Kielce: 121 kg zabezpieczonych dopalaczy [zdjęcia]

Nawet 12 lat pozbawienia wolności grozi 31-letniemu mieszkańcowi Kielc. W listopadzie 2018 roku policjanci zabezpieczyli w centrum miasta ponad 121 kg dopalaczy, które zostały wpisane na listę zabronionych środków. Ich właściciel od tego czasu ukrywał się poza granicami kraju. Mężczyzna został zatrzymany w zeszły piątek.
W listopadzie 2018 roku funkcjonariusze z Komendy Miejskiej Policji w Kielcach, którzy zajmują się zwalczaniem przestępczości narkotykowej odwiedzili jeden z lokali przy ulicy Sienkiewicza. Miały się tam znajdować znaczne ilości dopalaczy, wpisanych na listę zabronionych substancji. Policjanci sprawdzając metr po metrze, opakowanie po opakowaniu, ujawniali kolejne kilogramy dopalaczy. Zabronione środki były niemal wszędzie: w plastikowych pojemnikach, walizkach, kartonach i torbach foliowych. Część z nich była już podzielona na porcje do detalicznej sprzedaży. Łącznie mundurowi zabezpieczyli ponad 121 kilogramów różnych substancji, które po przebadaniu wykazały skład znajdujących się na liście zabronionych dopalaczy. Śledczy szacują, że z tej ilości można przygotować co najmniej 400 tysięcy porcji, o czarnorynkowej wartości około 10 mln złotych. 31-letniego właściciela tych substancji na miejscu nie było, już wtedy najprawdopodobniej ukrywał się poza granicami kraju. Za podejrzewanym prokurator wydał list gończy i postanowienie o tymczasowym aresztowaniu na 30 dni.

Do pomocy funkcjonariuszom z Wydziału do walki z Przestępczością Narkotykową włączyli się też kryminalni z Zespołu Poszukiwań i Identyfikacji osób kieleckiej komendy.
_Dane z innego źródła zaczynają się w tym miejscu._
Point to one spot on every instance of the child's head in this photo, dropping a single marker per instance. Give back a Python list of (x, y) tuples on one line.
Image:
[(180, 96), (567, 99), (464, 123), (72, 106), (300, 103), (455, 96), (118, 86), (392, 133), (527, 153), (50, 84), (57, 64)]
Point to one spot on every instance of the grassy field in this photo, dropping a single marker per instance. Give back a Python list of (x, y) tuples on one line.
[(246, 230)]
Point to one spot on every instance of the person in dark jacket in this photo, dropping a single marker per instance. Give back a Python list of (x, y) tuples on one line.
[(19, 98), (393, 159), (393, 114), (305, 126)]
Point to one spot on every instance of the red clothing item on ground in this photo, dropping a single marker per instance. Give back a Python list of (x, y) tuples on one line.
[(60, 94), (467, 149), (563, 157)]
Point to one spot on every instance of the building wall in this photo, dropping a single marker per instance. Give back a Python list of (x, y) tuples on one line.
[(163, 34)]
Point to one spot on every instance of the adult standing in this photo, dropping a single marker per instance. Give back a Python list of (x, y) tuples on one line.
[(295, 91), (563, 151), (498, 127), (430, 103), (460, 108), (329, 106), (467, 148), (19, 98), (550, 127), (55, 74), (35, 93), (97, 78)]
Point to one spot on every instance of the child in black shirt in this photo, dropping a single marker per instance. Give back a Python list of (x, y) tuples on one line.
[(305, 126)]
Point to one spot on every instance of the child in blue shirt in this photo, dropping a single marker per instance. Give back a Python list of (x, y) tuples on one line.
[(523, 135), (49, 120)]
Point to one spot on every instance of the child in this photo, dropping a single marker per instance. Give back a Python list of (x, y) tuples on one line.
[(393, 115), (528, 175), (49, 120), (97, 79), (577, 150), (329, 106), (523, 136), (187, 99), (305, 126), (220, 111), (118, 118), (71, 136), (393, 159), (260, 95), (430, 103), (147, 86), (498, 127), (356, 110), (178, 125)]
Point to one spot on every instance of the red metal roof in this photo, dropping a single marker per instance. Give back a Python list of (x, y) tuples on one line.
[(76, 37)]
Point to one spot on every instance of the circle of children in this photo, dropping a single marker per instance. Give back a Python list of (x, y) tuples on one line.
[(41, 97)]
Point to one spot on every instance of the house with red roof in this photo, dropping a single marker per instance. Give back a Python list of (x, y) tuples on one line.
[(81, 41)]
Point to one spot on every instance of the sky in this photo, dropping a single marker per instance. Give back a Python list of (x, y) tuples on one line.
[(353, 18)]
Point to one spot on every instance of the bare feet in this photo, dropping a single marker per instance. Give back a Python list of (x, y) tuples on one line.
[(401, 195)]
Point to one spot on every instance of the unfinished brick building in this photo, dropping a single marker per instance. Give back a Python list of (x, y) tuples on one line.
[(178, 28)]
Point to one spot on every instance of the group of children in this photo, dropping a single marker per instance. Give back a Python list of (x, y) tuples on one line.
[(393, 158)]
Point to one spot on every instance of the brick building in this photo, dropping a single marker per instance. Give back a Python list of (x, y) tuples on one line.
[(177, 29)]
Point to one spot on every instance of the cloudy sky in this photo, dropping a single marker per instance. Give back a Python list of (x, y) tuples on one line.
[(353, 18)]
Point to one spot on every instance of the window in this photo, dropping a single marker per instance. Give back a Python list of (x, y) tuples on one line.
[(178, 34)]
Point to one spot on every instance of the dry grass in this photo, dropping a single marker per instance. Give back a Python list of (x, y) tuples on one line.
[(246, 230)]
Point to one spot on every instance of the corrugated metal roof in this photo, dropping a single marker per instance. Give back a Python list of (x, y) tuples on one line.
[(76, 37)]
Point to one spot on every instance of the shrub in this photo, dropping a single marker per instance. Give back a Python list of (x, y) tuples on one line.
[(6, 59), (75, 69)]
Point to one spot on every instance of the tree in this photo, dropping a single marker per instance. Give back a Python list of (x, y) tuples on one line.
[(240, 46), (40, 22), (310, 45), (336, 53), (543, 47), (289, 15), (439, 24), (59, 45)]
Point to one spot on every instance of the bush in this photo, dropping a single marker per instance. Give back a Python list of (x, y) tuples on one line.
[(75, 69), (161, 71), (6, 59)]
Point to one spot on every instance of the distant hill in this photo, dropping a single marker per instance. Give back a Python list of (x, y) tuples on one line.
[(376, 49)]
Przełom nastąpił pod koniec lipca, gdy mundurowi ustalili, że kielczanin najprawdopodobniej ukrywa się na terenie gminy Strawczyn. 31-latka kieleccy kryminalni zatrzymali w miniony piątek. Z kolei śledczy zwalczający przestępczość narkotykową doprowadzili w środę mężczyznę przed oblicze prokuratora, gdzie usłyszał zarzut wprowadzenia do obrotu znacznej ilości zabronionych substancji. Decyzją sądu kielczanin najbliższe 2 miesiące spędzi w areszcie. Grozi mu do 12 lat więzienia.